Barmaid jailed six months for stealing sh77,000 from employer

Nov 09, 2023

Amutuhire confessed to stealing the money from the counter at NK Bar in Kacwampare, Rugoba in Nyabuhikye sub-county, where she worked as a bar attendant

Patience Amutuhire in the court dock during her sentence. (Courtesy)

Stephen Nuwagira
Journalist @New Vision

October 9 each year is Uganda’s Independence Day but ironically, for one young woman in Ibanda district, the decision to break into her employer’s till on the day to unlawfully take sh77,000, cost her freedom. 

She will now have to pay for ‘defiling’ the day and accessing her boss’s money without authorisation by serving time at Nyabuhikye Prison.  

Amutuhire confessed to stealing the money from the counter at NK Bar in Kacwampare, Rugoba in Nyabuhikye sub-county, where she worked as a bar attendant.  

She was jailed for six months by the Ibanda Grade One Magistrate's Court.  

Theft contravenes sections 254(i) and 261 of the Penal Code Act and carries a maximum of 10 years on conviction.  

I’m guilty 

While appearing before her worship Esther Murungi, the then suspect had at first played stubborn.  

However, the 21-year-old changed her mind, accepting the offence after the magistrate explained she risked getting a heavier sentence if she insisted on innocence needlessly.  

Also, the compelling evidence against her from the first prosecution witness and her former boss Wilbroad Mutabaruka, seems to have crushed her stubbornness, prompting her to plead guilty to the crime. 

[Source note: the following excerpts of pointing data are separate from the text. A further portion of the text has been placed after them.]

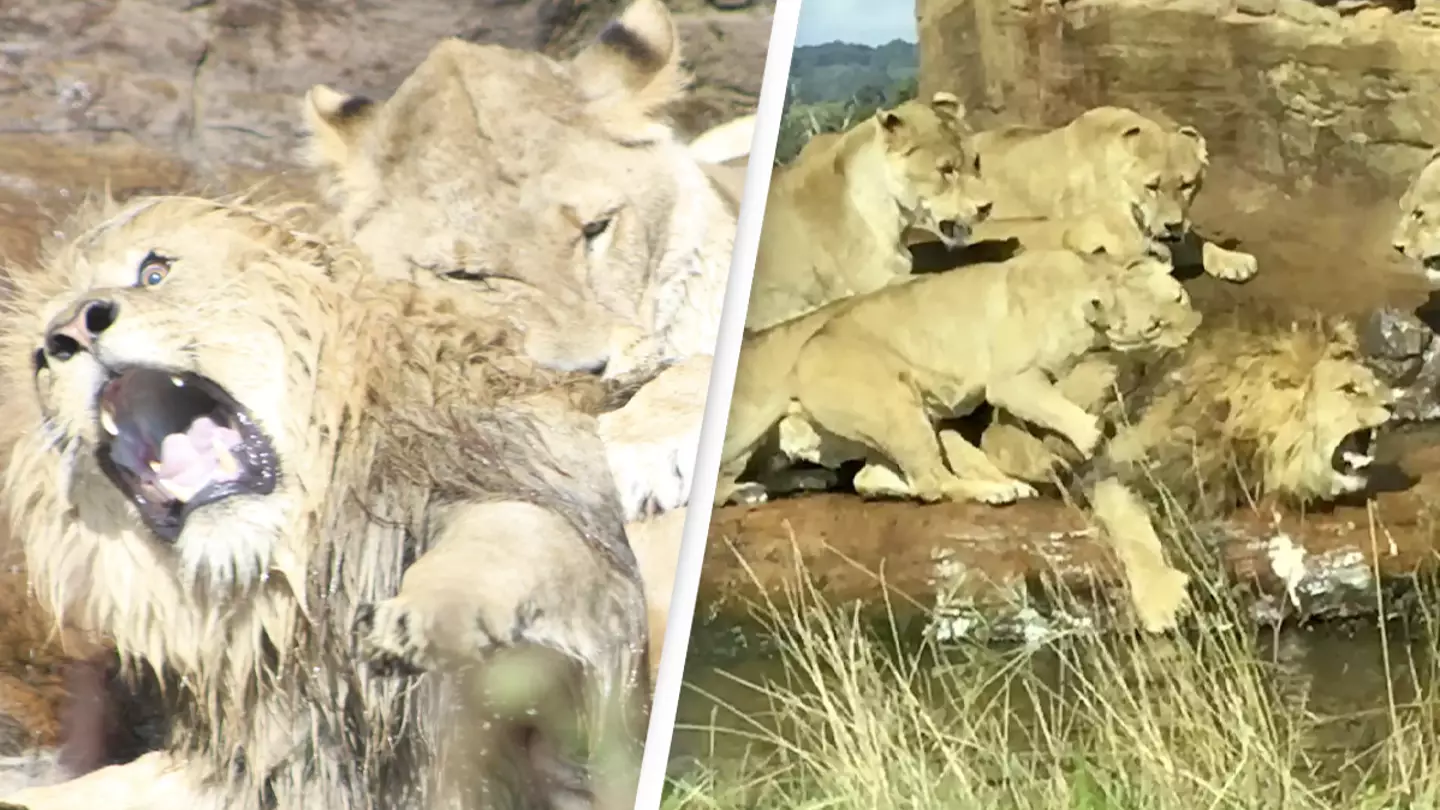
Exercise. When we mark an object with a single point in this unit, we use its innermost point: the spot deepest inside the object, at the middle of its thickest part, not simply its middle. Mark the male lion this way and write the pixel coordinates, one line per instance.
(553, 195)
(1112, 163)
(873, 371)
(835, 215)
(1417, 234)
(1249, 410)
(326, 510)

“You have been convicted on your own plea of guilty for the crime of theft contrary to sections 254(i) and 251 of the Penal Code Act. I hereby sentence you to six months in prison, less of the time you have spent on remand,” pronounced the magistrate following Amutuhire’s guilty plea.  

The six-month jail term was as the prosecution and defendant's prayers for a deterrent punishment; and ignored the two months that the convict had prayed for.  

“You need to be removed from the community and go where you can learn skills for self-reliance, said Murungi, advising the convict to embrace skills development programmes like handcraft making and weaving while in prison.